Un ámbito estratégico de la guerra cultural es el revisionismo histórico. Permite desnudar las concepciones oligárquicas del ayer ya internalizados en el inconsciente colectivo. Es tabú el rescate de nuestras raíces, la denuncia de enemigos mimetizados, la comprensión del fenómeno de la balcanización… Mucho de esto se ha logrado en Argentina. Quizás veintiañero, en la “Historia económica del Río de la Plata” de Rodolfo Puigross, me informo de un esfuerzo por demoler la interpretación mitrista de la Guerra de la Triple Alianza. Tal concepción constituye escuela. En la que se destacan -entre otros- José M. Rosa , Manuel Gálvez y Jorge Abelardo Ramos. Aquí en la patria de O´Higgins jamás las izquierdas enjuician la Guerra contra la Confederación Perú-Boliviana (1835-1839) y menos la Guerra del Pacífico (1879-1883). Como excepción cito a Hernan Ramírez Necochea que analiza la estructura de clases de la Guerra Civil de 1891 y la ingerencia del imperialismo británico

Pareciera innecesario, como síntomas, anotar que tales agrupaciones partidistas ayer concurren cabeza gacha a cena de gala en homenaje a Obama en La Moneda. Recién acuden a Palacio para hacer presente un frente común en litigio con Perú. Juzgan quizá que el “antimperialismo” está demodé y que la patriotería genera dividendos electorales en elecciones. En voz baja hasta se manifiestan proclives a devolver mar a Bolivia. Incluso eso lo manifiestan en voz alta en el exterior. Regresan y callan. Incluso ahora dejan de referirse a Chávez. Ello despuès que usan y abusan de los bolívares provenientes de Caracas. Esas tiendas incompetentes para la defensa, en 1973, de Allende hoy -si se les rasguña la epidermis- son -igual que las derechas- antargentinas, antibolivianas y antiperuanas. Fueron nacionalistas prorusos en la II Guerra Mundial y provietnamitas en la epopeya de Ho Chi Minh y Giap, pero jamás nacionalistas iberoamericanos.

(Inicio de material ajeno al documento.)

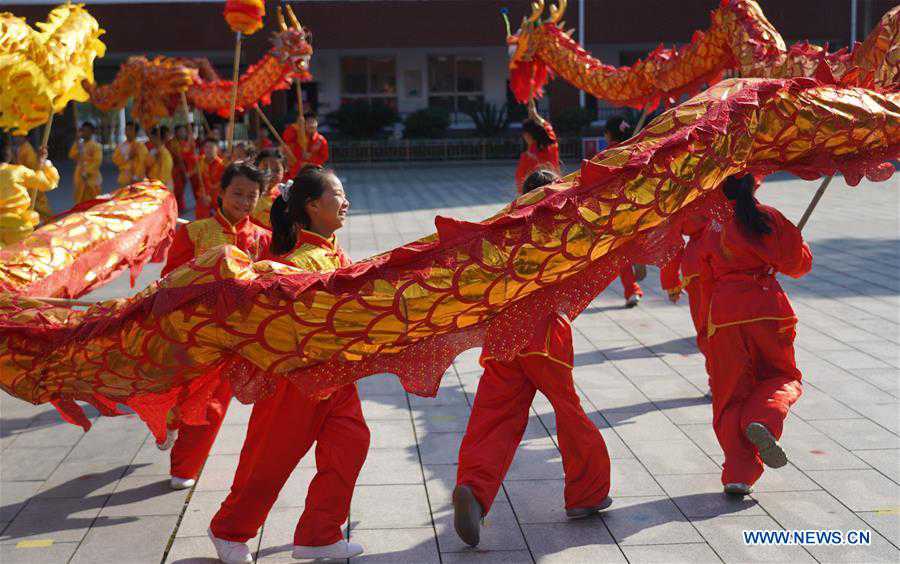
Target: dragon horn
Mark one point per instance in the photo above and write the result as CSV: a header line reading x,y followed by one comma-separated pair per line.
x,y
557,11
294,21
537,8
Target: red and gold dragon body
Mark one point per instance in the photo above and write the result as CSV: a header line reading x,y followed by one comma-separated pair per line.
x,y
739,40
155,85
410,311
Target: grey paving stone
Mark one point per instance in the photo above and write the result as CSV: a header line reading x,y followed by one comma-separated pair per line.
x,y
672,457
648,520
858,434
21,464
885,461
141,540
391,466
26,553
725,535
671,553
396,546
860,490
700,496
819,510
60,520
144,495
13,496
391,434
586,540
389,507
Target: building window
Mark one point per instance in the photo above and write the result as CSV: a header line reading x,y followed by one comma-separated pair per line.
x,y
370,79
455,82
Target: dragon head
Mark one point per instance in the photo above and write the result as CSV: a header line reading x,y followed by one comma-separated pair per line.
x,y
291,44
527,73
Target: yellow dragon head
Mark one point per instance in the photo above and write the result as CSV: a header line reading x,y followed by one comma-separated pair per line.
x,y
527,73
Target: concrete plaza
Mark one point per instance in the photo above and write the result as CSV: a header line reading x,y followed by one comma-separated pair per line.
x,y
103,496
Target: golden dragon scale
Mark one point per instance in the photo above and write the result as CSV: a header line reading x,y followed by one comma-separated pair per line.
x,y
156,85
410,311
740,39
91,244
41,71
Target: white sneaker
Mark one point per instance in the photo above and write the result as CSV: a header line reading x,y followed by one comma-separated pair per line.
x,y
340,550
230,552
171,437
181,483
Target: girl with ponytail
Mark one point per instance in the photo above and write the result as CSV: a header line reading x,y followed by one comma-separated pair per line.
x,y
750,332
284,426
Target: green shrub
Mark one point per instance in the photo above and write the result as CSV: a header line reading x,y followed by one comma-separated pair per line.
x,y
362,119
573,120
426,123
489,119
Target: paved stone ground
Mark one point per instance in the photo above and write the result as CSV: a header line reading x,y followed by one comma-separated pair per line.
x,y
103,496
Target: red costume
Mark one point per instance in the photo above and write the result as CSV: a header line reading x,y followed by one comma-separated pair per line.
x,y
500,414
194,441
184,154
316,149
282,429
210,172
629,282
750,329
535,158
683,273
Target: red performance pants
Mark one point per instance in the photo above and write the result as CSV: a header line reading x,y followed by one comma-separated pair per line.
x,y
282,429
629,282
500,414
754,379
195,441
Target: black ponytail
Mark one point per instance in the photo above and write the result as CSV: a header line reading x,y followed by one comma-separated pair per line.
x,y
746,209
289,215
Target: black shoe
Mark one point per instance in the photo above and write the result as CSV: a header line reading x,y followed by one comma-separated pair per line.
x,y
582,512
770,451
467,514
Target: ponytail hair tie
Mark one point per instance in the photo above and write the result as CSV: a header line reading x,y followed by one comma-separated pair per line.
x,y
285,190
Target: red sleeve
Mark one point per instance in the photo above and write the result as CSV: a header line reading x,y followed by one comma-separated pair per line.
x,y
670,274
180,252
794,255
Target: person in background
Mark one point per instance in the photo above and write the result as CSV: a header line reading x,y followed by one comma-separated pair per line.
x,y
159,159
230,225
316,152
18,185
25,155
131,157
284,425
750,333
210,170
542,149
183,149
616,131
500,414
88,155
271,163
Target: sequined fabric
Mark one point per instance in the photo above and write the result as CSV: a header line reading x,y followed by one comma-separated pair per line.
x,y
411,310
86,248
739,40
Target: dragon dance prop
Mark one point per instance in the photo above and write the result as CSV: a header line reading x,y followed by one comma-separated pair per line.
x,y
740,39
410,311
156,85
42,70
91,244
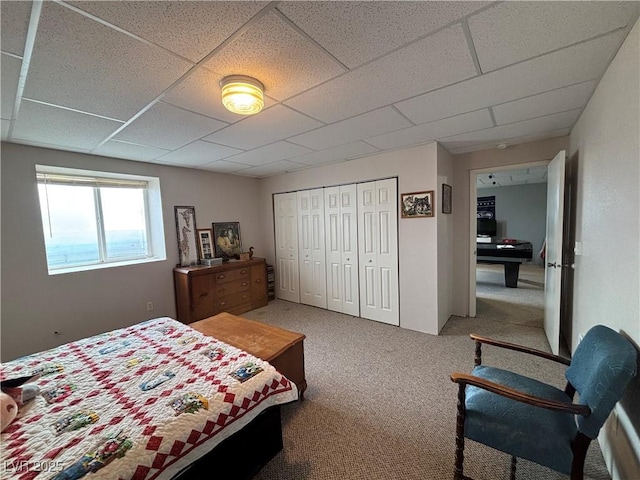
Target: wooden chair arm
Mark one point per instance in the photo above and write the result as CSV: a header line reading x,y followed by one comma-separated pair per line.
x,y
568,407
520,348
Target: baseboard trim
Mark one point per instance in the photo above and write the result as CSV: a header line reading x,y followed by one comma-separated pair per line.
x,y
620,445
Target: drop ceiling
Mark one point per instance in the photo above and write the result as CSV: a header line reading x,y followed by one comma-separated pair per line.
x,y
140,80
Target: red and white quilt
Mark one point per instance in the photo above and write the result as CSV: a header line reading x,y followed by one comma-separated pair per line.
x,y
137,403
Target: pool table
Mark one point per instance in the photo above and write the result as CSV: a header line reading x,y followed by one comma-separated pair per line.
x,y
506,251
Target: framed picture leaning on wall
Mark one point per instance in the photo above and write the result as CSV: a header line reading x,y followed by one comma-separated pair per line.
x,y
205,242
186,231
417,204
227,239
446,198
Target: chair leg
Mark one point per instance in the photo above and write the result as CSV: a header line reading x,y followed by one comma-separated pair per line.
x,y
579,446
458,469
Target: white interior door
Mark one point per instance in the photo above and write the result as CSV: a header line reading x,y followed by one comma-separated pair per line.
x,y
342,249
311,247
378,250
553,258
286,225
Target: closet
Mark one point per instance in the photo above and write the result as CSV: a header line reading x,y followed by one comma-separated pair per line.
x,y
341,226
311,250
337,248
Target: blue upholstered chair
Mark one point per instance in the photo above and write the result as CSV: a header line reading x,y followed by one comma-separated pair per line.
x,y
535,421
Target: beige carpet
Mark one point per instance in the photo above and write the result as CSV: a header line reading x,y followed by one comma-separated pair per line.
x,y
380,404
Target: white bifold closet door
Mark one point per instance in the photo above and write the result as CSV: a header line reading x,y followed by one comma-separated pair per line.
x,y
378,250
341,226
311,247
286,225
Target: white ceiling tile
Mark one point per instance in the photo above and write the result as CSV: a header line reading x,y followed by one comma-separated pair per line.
x,y
273,52
511,31
269,153
5,129
436,61
369,124
560,100
168,127
55,126
511,142
10,72
198,153
82,64
498,134
15,24
129,151
190,29
200,92
271,125
222,166
272,169
582,62
335,154
432,131
509,173
357,32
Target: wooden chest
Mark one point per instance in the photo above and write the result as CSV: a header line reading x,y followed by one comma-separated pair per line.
x,y
235,287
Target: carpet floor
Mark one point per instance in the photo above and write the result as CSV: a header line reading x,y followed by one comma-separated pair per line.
x,y
380,403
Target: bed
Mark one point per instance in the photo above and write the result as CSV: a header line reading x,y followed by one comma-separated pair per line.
x,y
157,400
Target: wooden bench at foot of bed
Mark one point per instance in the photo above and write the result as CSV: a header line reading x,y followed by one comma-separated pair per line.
x,y
281,348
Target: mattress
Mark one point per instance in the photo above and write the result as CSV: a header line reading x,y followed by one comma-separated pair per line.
x,y
136,403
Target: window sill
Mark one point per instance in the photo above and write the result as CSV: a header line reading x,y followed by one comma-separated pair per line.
x,y
98,266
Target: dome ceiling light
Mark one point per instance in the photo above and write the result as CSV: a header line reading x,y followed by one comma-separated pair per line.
x,y
242,95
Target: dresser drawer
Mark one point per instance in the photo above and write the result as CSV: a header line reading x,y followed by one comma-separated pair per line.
x,y
243,273
231,287
224,304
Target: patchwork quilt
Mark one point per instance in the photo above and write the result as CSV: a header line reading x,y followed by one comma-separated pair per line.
x,y
136,403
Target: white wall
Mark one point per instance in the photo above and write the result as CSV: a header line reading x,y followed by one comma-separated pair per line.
x,y
606,140
445,239
543,150
34,304
416,169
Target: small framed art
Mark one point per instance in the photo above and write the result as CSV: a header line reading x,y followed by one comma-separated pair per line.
x,y
446,198
205,242
227,238
186,231
417,204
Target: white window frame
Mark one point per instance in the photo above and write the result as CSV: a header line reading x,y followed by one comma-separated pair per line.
x,y
156,250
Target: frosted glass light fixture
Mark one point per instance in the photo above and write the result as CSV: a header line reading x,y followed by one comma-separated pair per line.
x,y
242,94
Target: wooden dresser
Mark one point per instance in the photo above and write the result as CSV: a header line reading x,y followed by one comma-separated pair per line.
x,y
235,287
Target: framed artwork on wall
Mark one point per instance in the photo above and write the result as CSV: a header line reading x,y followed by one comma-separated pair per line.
x,y
205,242
186,231
227,239
417,204
446,198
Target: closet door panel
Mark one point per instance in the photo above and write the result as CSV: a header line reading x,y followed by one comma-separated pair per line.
x,y
311,241
286,225
378,250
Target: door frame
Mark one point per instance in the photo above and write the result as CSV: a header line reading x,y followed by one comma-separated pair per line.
x,y
473,207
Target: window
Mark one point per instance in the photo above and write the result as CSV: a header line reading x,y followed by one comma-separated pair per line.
x,y
96,219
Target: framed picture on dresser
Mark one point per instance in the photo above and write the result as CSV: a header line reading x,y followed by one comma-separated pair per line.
x,y
205,242
186,232
227,239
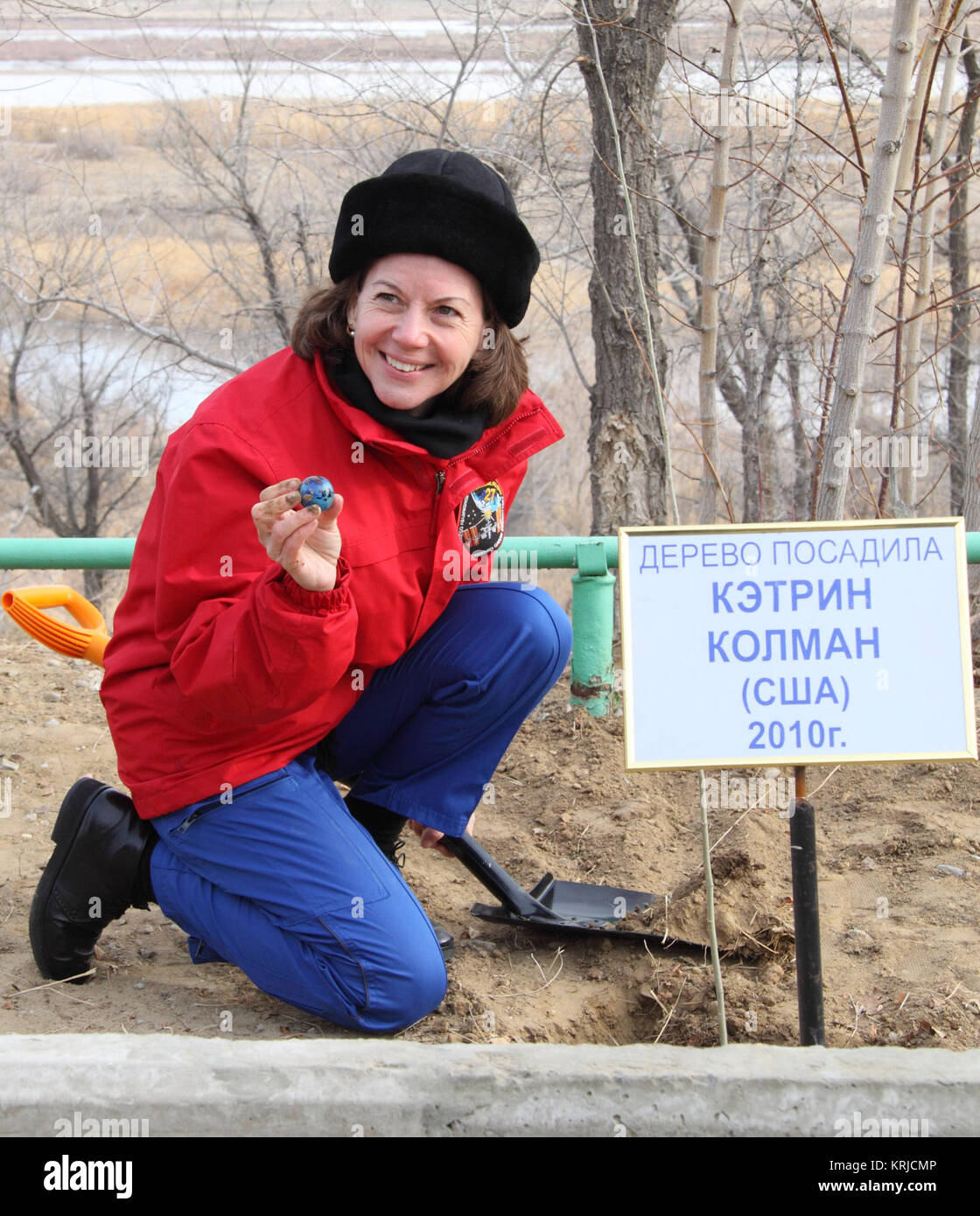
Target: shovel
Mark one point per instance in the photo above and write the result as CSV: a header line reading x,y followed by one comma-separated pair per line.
x,y
552,905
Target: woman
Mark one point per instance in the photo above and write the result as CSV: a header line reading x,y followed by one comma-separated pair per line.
x,y
262,651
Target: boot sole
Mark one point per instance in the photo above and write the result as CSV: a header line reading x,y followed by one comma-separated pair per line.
x,y
65,832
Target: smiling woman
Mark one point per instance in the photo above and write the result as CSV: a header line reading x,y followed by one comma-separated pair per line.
x,y
264,651
417,323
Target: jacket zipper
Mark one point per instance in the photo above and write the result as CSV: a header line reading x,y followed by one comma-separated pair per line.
x,y
440,480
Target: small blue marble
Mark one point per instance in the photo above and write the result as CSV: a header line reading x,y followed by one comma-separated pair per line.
x,y
316,490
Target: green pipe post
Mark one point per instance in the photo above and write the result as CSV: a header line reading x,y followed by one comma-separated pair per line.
x,y
66,554
592,629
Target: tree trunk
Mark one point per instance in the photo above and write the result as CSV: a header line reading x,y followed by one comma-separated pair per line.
x,y
872,234
711,268
926,229
626,442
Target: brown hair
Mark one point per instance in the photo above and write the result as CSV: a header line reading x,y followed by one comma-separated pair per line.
x,y
494,382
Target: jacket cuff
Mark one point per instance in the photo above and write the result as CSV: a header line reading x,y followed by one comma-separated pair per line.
x,y
318,602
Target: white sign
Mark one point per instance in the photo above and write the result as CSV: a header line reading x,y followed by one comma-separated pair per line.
x,y
795,644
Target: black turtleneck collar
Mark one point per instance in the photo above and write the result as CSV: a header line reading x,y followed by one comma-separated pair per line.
x,y
444,432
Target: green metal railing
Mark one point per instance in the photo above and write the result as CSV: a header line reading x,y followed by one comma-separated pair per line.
x,y
590,557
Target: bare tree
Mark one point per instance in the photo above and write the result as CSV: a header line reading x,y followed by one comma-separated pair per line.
x,y
626,439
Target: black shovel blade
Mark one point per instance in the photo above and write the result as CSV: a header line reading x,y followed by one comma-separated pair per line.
x,y
553,905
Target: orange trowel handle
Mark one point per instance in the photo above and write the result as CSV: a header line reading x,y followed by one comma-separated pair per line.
x,y
87,642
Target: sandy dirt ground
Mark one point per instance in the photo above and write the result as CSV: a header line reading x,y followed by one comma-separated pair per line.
x,y
900,935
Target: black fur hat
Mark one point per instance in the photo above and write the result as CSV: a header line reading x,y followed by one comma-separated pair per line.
x,y
448,205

En el gremio magisterial -economicista visceral con hegemonía comunista- jamás hay espacio para abrir debate, por ejemplo, sobre el uso en aula del planisferio aquel de Mercator que presenta el Nuevo Mundo periférico y Europa céntrica. Menos para exigir una revisión de la toponimia del extremo austral que pareciera calcada de mapas británicos. Un dato que no conmueve a nadie en esa cúpula es que la comunicación entre ambos océanos se denomine Mar de Drake. Les daría derrame cerebral haciéndoles pensar que de México a la Patagonia somos una nación y que la definición clásica de Estado es un arpón envenenado. En sus lecciones -he podido comprobarlo que al margen de militancia- enseñan conflictos con las repúblicas vecinas repitiendo lo escrito por los textos oficiales. Tampoco han generado una asociación iberoamericana de educadores. Se afilian a las federaciones… mundiales. Así viajan a Europa a título gratuito.

En otra esfera -aquella de enorme efecto concientizador la TV- se refieren a nuestra América como “Subregión”. Se entiende que “región” es un segmento dentro de un país. Ahora los agentes mediáticos “primermundistas” nos recortan y somos menos que eso. Ni siquiera Subcontinente, sino Subregión. Esa es mofa que apunta a empequeñecernos. Ni qué hablar del término “globalización”… expresión multiuso que justifica todo contrabando ideológico desde “Harry Potter” a la tesis del “respeto a la diversidad”, caja de Pandora que incluye - entre otros tóxicos- permisividad del consumo de estupefacientes. Los “caballo de Troya” de los imperios supone imponer conductas, sentimientos y enfoques al III mundo. Escucho aludir a la gesta de Malvinas como “reconquista” y, se sabe, es “liberación”… Ayer quisieron hasta suprimirnos la “ñ” del teclado del PC. El tema de la “guerra cultural”, por cierto, no se agota con estos “apuntes”.